Incendie mortel des Moulins à Nice : un homme soupçonné d’avoir monté le commando en garde à vue

Incendie mortel des Moulins à Nice : un homme soupçonné d’avoir monté le commando en garde à vue

Près de deux ans après l’incendie criminel qui avait coûté la vie à sept personnes dans le quartier des Moulins à Nice, les enquêteurs poursuivent leur travail pour établir la chaîne des responsabilités. Un homme de 26 ans, soupçonné d’avoir organisé l’équipe chargée de passer à l’acte, a été placé en garde à vue.

Qui a recruté et dirigé les hommes venus incendier l’immeuble de la rue de la Santoline ? Les enquêteurs semblent avoir progressé sur ce point. Selon RMC, le suspect est entendu depuis ce mercredi dans le cadre de l’enquête sur le drame survenu dans la nuit du 17 au 18 juillet 2024. Il est soupçonné d’avoir constitué ou organisé le commando qui avait pénétré dans l’immeuble quelques minutes avant le départ des flammes, agissant pour le compte d’un commanditaire déjà identifié dans le dossier. L’exploitation des réseaux sociaux a permis de remonter jusqu’à lui.

Le suspect se trouvait déjà incarcéré à Nancy au moment de son audition. Son nom est connu des services de police dans plusieurs dossiers lourds, incluant des faits de meurtre en bande organisée, d’association de malfaiteurs, d’enlèvement et de séquestration, ainsi que de trafic de stupéfiants. Sa garde à vue vise à préciser son rôle exact dans la préparation de l’incendie.

Cette nuit-là, plusieurs départs de feu avaient été provoqués dans les parties basses de l’immeuble avant que les flammes ne se propagent rapidement aux étages. Sept personnes avaient perdu la vie, dont quatre mineurs.

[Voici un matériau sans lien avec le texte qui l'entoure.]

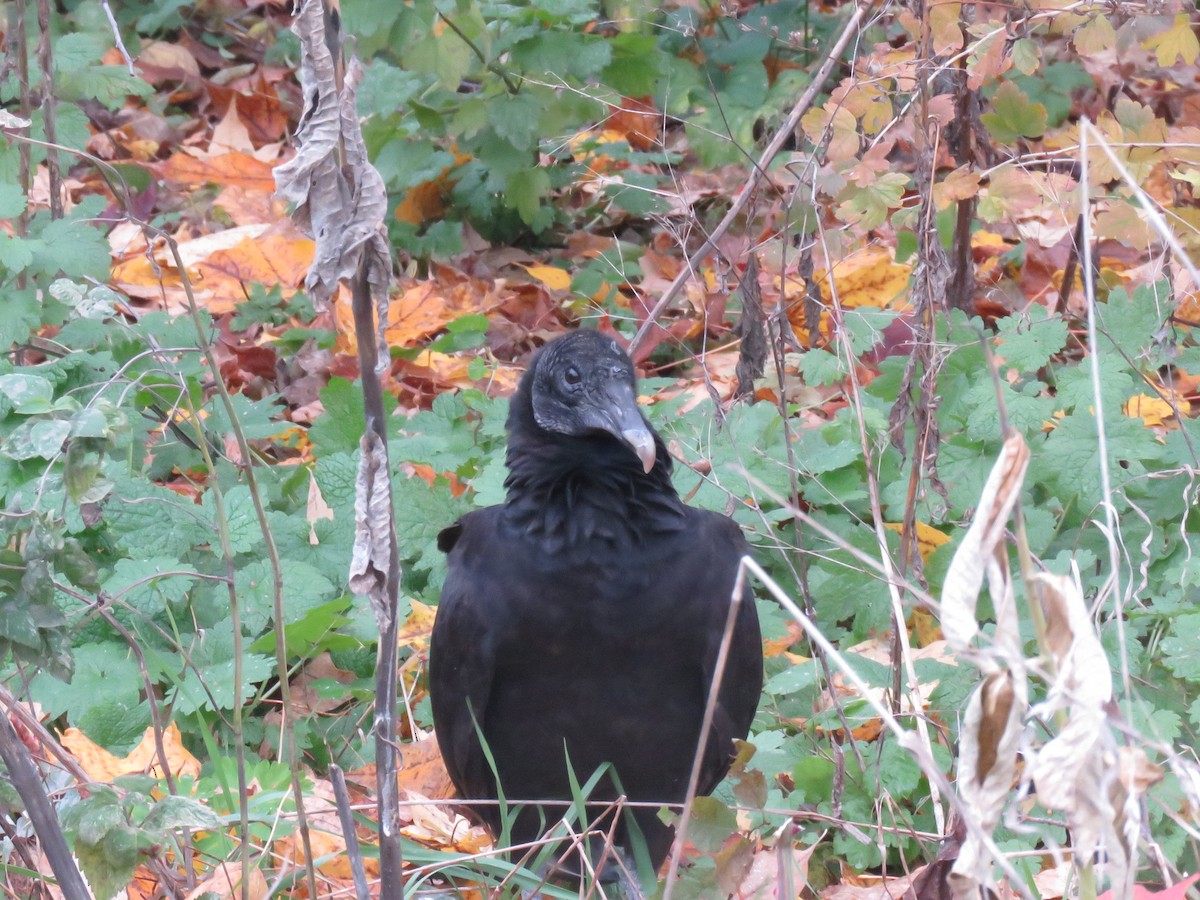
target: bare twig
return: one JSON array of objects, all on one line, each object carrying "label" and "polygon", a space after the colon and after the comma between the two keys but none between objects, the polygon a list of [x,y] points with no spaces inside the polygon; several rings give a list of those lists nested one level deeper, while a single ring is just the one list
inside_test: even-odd
[{"label": "bare twig", "polygon": [[742,558],[738,565],[738,577],[733,582],[730,611],[725,617],[725,631],[721,634],[721,646],[716,652],[716,662],[713,668],[713,683],[708,686],[708,702],[704,703],[704,718],[701,721],[700,737],[696,740],[696,755],[691,760],[691,774],[688,776],[688,793],[684,797],[683,811],[679,814],[679,823],[676,826],[674,842],[671,845],[671,865],[667,868],[662,900],[671,900],[676,875],[679,871],[683,845],[688,836],[688,820],[691,818],[691,808],[696,803],[696,791],[700,788],[700,769],[704,762],[704,751],[708,749],[708,736],[713,730],[713,715],[716,713],[716,701],[721,692],[721,682],[725,678],[725,665],[730,658],[730,644],[733,643],[733,629],[737,626],[738,612],[742,610],[745,595],[746,563],[749,560],[749,557]]},{"label": "bare twig", "polygon": [[29,750],[8,721],[7,709],[0,710],[0,760],[4,760],[8,779],[25,804],[25,815],[34,823],[34,830],[50,863],[54,877],[58,878],[62,896],[66,900],[90,900],[91,893],[84,886],[79,866],[71,856],[71,847],[67,846],[59,817],[50,805],[50,798],[46,796],[42,776],[34,766]]}]

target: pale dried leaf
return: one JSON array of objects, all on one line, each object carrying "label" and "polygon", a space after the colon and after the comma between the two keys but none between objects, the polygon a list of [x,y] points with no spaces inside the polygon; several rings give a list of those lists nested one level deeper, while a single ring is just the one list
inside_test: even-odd
[{"label": "pale dried leaf", "polygon": [[[304,44],[299,77],[305,110],[295,136],[300,149],[275,169],[275,184],[283,199],[296,204],[296,226],[317,241],[306,287],[314,301],[326,304],[338,283],[354,276],[365,263],[379,322],[385,323],[391,275],[391,251],[383,224],[388,194],[379,173],[367,161],[354,104],[362,67],[350,60],[338,90],[320,4],[301,4],[292,28]],[[382,344],[380,350],[380,361],[386,362]]]},{"label": "pale dried leaf", "polygon": [[1140,814],[1122,788],[1117,745],[1108,725],[1112,672],[1079,583],[1040,572],[1030,587],[1045,612],[1057,667],[1045,702],[1034,712],[1049,720],[1066,710],[1067,724],[1032,755],[1027,776],[1042,805],[1066,814],[1076,856],[1099,852],[1114,883],[1123,883],[1130,862],[1127,827],[1136,827]]},{"label": "pale dried leaf", "polygon": [[[1026,708],[1024,668],[994,672],[971,695],[959,736],[955,787],[962,806],[989,834],[1000,822],[1016,776]],[[978,896],[988,887],[992,859],[976,832],[967,830],[950,870],[955,896]]]},{"label": "pale dried leaf", "polygon": [[979,631],[976,602],[989,563],[1004,536],[1030,463],[1030,449],[1016,432],[1004,446],[984,485],[974,521],[954,553],[942,588],[942,630],[950,647],[962,652]]},{"label": "pale dried leaf", "polygon": [[391,626],[388,569],[391,565],[391,485],[388,449],[374,431],[359,442],[359,474],[354,482],[354,552],[350,589],[371,601],[380,631]]}]

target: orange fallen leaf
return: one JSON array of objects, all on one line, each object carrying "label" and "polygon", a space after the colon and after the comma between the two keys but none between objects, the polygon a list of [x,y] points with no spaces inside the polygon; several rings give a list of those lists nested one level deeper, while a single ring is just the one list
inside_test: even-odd
[{"label": "orange fallen leaf", "polygon": [[232,312],[245,300],[251,284],[278,286],[284,296],[290,296],[304,283],[314,252],[312,240],[290,229],[247,238],[198,263],[194,287],[200,289],[203,305],[214,316]]},{"label": "orange fallen leaf", "polygon": [[180,150],[166,162],[152,167],[156,174],[184,187],[221,185],[275,193],[271,164],[250,154],[230,152],[206,158]]},{"label": "orange fallen leaf", "polygon": [[401,750],[404,764],[397,773],[397,781],[402,791],[415,792],[434,800],[448,800],[456,796],[450,773],[442,761],[436,734],[404,744]]},{"label": "orange fallen leaf", "polygon": [[551,290],[569,290],[571,274],[557,265],[527,265],[524,270]]},{"label": "orange fallen leaf", "polygon": [[[449,266],[438,266],[433,276],[402,283],[398,296],[388,308],[386,337],[390,347],[412,347],[457,318],[468,313],[487,313],[504,302],[497,286],[482,278],[470,278]],[[340,293],[334,302],[337,317],[340,353],[354,355],[354,311],[348,293]]]},{"label": "orange fallen leaf", "polygon": [[[266,878],[257,866],[250,870],[245,881],[250,900],[262,900],[270,894]],[[196,889],[187,895],[187,900],[199,900],[202,896],[215,896],[218,900],[239,900],[239,898],[246,896],[242,894],[241,863],[217,865],[209,877],[197,884]]]},{"label": "orange fallen leaf", "polygon": [[[836,294],[838,304],[844,310],[870,306],[882,310],[904,310],[907,307],[906,294],[912,266],[896,263],[892,250],[871,246],[852,253],[839,260],[832,270],[815,272],[821,288],[824,306],[833,304]],[[787,318],[792,323],[796,336],[804,343],[814,346],[805,320],[803,302],[805,286],[803,280],[788,276],[784,284],[784,295],[788,301]],[[821,313],[821,336],[828,340],[830,330],[828,312]]]},{"label": "orange fallen leaf", "polygon": [[1122,410],[1130,419],[1141,419],[1146,427],[1164,427],[1169,420],[1175,419],[1175,413],[1192,412],[1192,404],[1183,397],[1165,400],[1164,397],[1152,397],[1148,394],[1138,394],[1126,401]]}]

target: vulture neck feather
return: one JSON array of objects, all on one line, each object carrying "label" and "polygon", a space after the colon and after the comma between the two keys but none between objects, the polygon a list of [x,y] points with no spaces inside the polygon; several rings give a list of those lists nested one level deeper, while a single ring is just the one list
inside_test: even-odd
[{"label": "vulture neck feather", "polygon": [[[530,416],[532,418],[532,416]],[[671,457],[655,434],[649,473],[607,434],[570,437],[510,427],[505,515],[548,552],[629,546],[684,527]]]}]

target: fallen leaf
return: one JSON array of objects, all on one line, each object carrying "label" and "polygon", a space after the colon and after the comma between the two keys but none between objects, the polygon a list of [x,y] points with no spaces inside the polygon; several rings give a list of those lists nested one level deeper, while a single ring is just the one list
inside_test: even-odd
[{"label": "fallen leaf", "polygon": [[[162,743],[167,766],[173,775],[198,775],[200,773],[200,762],[184,748],[184,739],[175,722],[167,726]],[[62,746],[79,761],[80,768],[94,781],[107,784],[120,775],[140,772],[162,776],[152,727],[145,730],[142,740],[127,756],[114,756],[78,728],[67,728],[62,732]]]}]

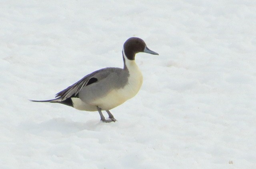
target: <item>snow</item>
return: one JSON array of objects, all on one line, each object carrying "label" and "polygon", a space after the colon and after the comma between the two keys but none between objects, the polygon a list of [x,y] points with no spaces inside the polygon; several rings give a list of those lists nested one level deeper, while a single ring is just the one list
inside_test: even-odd
[{"label": "snow", "polygon": [[[256,2],[1,5],[1,169],[256,168]],[[122,67],[133,36],[160,55],[137,55],[143,84],[118,121],[28,101]]]}]

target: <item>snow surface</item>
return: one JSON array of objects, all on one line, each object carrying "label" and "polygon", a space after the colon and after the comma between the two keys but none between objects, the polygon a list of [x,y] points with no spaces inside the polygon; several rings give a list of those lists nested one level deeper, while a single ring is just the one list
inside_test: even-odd
[{"label": "snow surface", "polygon": [[[255,0],[2,0],[0,168],[256,168]],[[136,55],[134,98],[97,112],[28,99]],[[106,116],[106,114],[104,114]]]}]

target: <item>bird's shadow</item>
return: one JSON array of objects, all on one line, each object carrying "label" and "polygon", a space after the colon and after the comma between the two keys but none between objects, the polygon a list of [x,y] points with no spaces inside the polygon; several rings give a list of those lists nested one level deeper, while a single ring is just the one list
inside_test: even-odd
[{"label": "bird's shadow", "polygon": [[98,120],[89,120],[83,123],[74,122],[64,118],[54,118],[40,123],[24,122],[19,127],[20,129],[35,135],[40,135],[46,132],[68,134],[84,130],[95,131],[101,123]]}]

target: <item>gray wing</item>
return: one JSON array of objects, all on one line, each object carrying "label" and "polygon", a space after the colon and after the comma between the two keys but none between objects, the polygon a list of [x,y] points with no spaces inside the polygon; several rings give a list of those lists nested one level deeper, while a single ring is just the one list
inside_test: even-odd
[{"label": "gray wing", "polygon": [[64,100],[70,97],[77,97],[79,91],[83,87],[105,79],[113,72],[122,69],[118,68],[106,68],[95,71],[59,92],[56,94],[55,97],[58,97],[58,100],[59,99],[60,101]]}]

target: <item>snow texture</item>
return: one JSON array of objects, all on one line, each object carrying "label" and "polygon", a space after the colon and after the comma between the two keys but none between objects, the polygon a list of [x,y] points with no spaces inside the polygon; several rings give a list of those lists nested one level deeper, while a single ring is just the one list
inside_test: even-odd
[{"label": "snow texture", "polygon": [[[256,168],[256,1],[0,4],[0,168]],[[122,67],[134,36],[160,55],[118,121],[28,101]]]}]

Les images de vidéosurveillance avaient rapidement orienté l’enquête vers un acte volontaire, trois individus ayant été filmés pénétrant dans le bâtiment peu avant l’incendie. La piste privilégiée évoque une opération criminelle liée au trafic de stupéfiants et à un règlement de comptes, qui n’aurait pas directement visé la famille décimée.

Plusieurs personnes ont depuis été interpellées et mises en examen. L’homme présenté comme le commanditaire avait été arrêté en Guinée-Bissau avant d’être remis en liberté malgré une notice rouge d’Interpol. Deux ans après le drame, les enquêteurs continuent de reconstituer la chaîne ayant conduit de la commande présumée au passage à l’acte.